In the year 1882 he was appointed professor for church law at the Gregoriana in Rome, where the faculty for Canon Law had just been established. Already soon Father Wernz became a recognized authority. He was appointed counsellor of various Vatican Congregations, and as competent co-worker in the preparation of the new Canon Law book.

He was just two years Rector of the Gregoriana (1904-1906) as the XXVth General Congregation appointed him on September 8th 1906 in the third ballot XXVth General of the Society of Jesus. At that time he was at an age of sixty four.

The XXVth General Congregation was confronted with an unusual problem. Wholly unexpectedly the Pope addressed the assembled Fathers by his Cardinal Undersecretary of State Rafael Merry del Val with a letter that contained three wishes of the Pope: Unconditional obedience toward the letter about the studies sent by Pope Leo XIII to Father General Martin in July 1892; furthermore the appointment of at least two censors for the control of certain publications; and the establishment of a study centre in Japan.
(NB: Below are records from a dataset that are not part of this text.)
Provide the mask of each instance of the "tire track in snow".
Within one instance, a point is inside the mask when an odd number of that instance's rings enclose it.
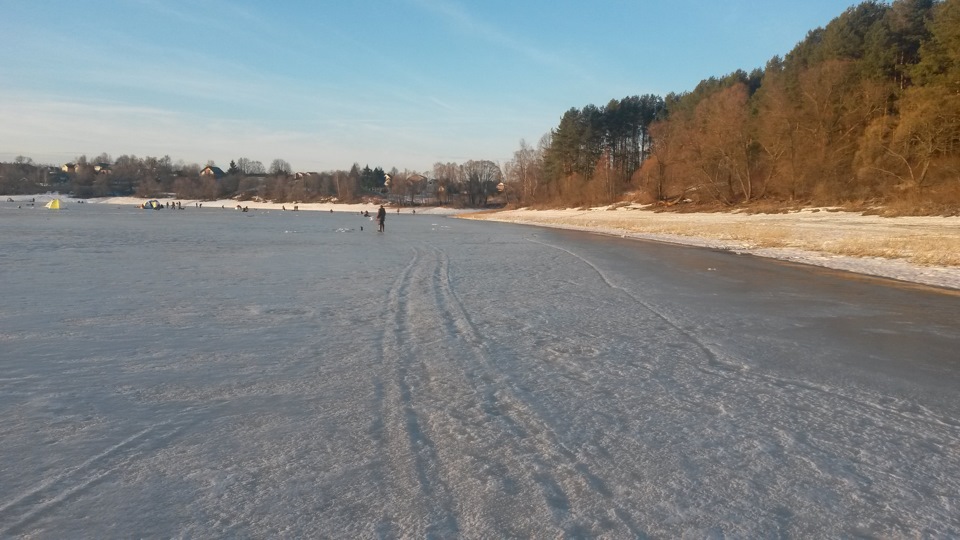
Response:
[[[421,251],[415,249],[388,293],[381,323],[381,364],[387,380],[374,383],[381,418],[374,420],[372,431],[386,454],[383,474],[393,492],[389,512],[377,527],[380,536],[450,536],[458,532],[452,493],[438,476],[435,443],[417,410],[416,387],[411,382],[416,363],[411,346],[417,335],[411,324],[410,289],[421,260]]]
[[[538,486],[556,525],[566,534],[595,534],[598,531],[588,529],[601,522],[609,529],[610,518],[615,517],[631,536],[643,537],[643,531],[615,500],[607,483],[527,404],[525,392],[497,367],[482,332],[452,284],[449,257],[440,250],[435,253],[439,260],[434,276],[436,307],[447,321],[450,339],[469,345],[465,350],[470,358],[461,359],[464,375],[479,395],[480,409],[486,416],[484,424],[495,424],[504,434],[497,438],[504,441],[497,453],[511,454],[507,468],[519,465],[526,469],[526,477]]]
[[[161,422],[150,426],[0,506],[0,536],[23,527],[69,503],[107,477],[176,436],[186,426]]]

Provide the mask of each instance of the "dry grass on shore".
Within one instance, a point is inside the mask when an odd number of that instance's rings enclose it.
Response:
[[[504,210],[470,217],[614,234],[698,239],[729,248],[790,248],[960,267],[958,217],[884,218],[819,209],[776,214],[667,213],[624,207]]]
[[[924,266],[960,266],[960,238],[912,236],[871,239],[848,238],[820,251],[851,257],[904,259]]]

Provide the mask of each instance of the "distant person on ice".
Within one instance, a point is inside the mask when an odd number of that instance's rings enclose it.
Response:
[[[380,224],[380,229],[379,229],[380,232],[383,232],[383,222],[386,220],[387,220],[387,210],[381,204],[380,209],[377,210],[377,223]]]

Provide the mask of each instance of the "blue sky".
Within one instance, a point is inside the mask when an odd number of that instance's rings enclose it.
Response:
[[[0,0],[0,160],[424,171],[762,67],[848,0]]]

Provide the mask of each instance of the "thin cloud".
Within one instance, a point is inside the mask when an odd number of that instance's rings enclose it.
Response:
[[[423,9],[442,16],[461,32],[472,34],[487,43],[519,53],[539,65],[562,71],[591,84],[596,82],[593,76],[582,70],[579,66],[573,65],[555,54],[543,51],[501,32],[493,25],[473,16],[456,2],[450,0],[413,1]]]
[[[438,97],[436,97],[436,96],[427,96],[427,99],[429,99],[431,103],[436,104],[436,105],[437,105],[438,107],[440,107],[441,109],[445,109],[445,110],[451,111],[451,112],[459,111],[459,108],[454,107],[453,105],[451,105],[451,104],[449,104],[449,103],[441,100],[440,98],[438,98]]]
[[[409,167],[432,163],[433,156],[450,155],[452,140],[469,141],[473,136],[459,124],[445,125],[435,119],[340,118],[293,129],[256,119],[7,92],[0,92],[0,117],[18,126],[15,134],[0,132],[0,148],[5,154],[53,164],[106,152],[112,156],[169,155],[187,163],[213,160],[220,164],[237,157],[265,163],[280,157],[298,170],[343,169],[354,161]],[[118,141],[136,144],[124,146]],[[493,153],[488,148],[490,141],[482,138],[471,141],[471,147],[481,154]],[[51,148],[57,150],[51,153]],[[404,158],[397,161],[396,156]]]
[[[177,9],[175,4],[160,0],[137,0],[136,4],[155,14],[176,19],[205,32],[236,33],[241,31],[243,25],[256,26],[263,30],[262,16],[230,2],[192,3],[189,4],[189,9]]]

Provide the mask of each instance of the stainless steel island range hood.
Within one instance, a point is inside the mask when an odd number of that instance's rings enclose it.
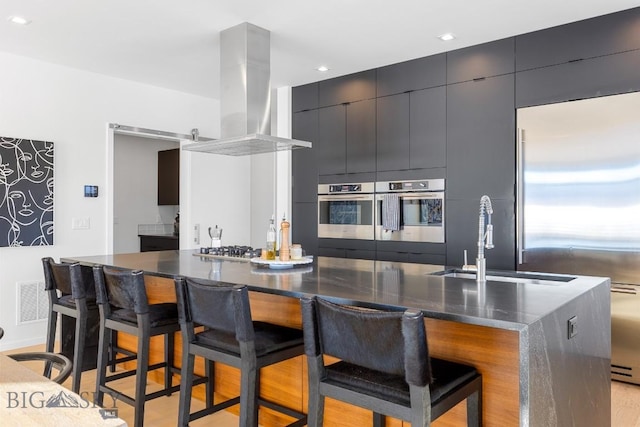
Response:
[[[271,135],[270,33],[247,22],[220,33],[221,139],[195,142],[187,151],[246,156],[311,143]]]

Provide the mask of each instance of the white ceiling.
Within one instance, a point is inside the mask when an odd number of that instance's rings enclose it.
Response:
[[[638,0],[0,0],[0,51],[217,98],[220,31],[271,32],[297,86],[640,6]],[[22,15],[31,24],[7,21]],[[436,36],[452,32],[457,39]],[[330,71],[315,68],[327,65]]]

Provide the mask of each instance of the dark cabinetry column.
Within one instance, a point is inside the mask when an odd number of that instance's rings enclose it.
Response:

Father Wernz tried to do justice to those delicate requests. Many historians mean that he succeeded in that with perfect balance.

The increase of vocations to the Society of Jesus induced Father Wernz to establish five new provinces: Canada, California, New Orleans, Mexico and Hungary. Father Wernz internally promoted the life of the Jesuit Communities, founded houses for Professed Jesuits, promoted the Sodalities of Our Lady and cared for the Sophia University in Tokyo.

The thorniest problem of his time as General was the suppression of Modernism. From there originated also the different views of him and Father Louis Billot, a French theologian from Lorraine, who had entered the Society of Jesus as priest, and lectured at the Gregoriana as professor of dogmatic from 1885 till 1911. He was counsellor and later member of the Holy Office. His appointment as cardinal in 1911 was regarded by Father Wernz as precarious. Later Billot was close to the Action Franšaise, and after its condemnation by Pope Pius XI he had to lay down his cardinalship in the year 1927. He died in 1931 in Galloro near Rome.

The last months of Father Wernz' life were clouded by the expulsion of the Jesuits from Portugal (1910), but still more by the fact that Pius X meant the General was too indulgent and rather liberal toward Modernism. In July 1914 Father Wernz sought to clarify his efforts in that matter by a letter to the Pope. There was no answer to that letter. Without doubt the Pope's distrust, shown to him in the last months of his life, was a source of unrest and concern.

Father Wernz died on August 19th 1914, a few hours before the death of Pope Pius X on August 20th.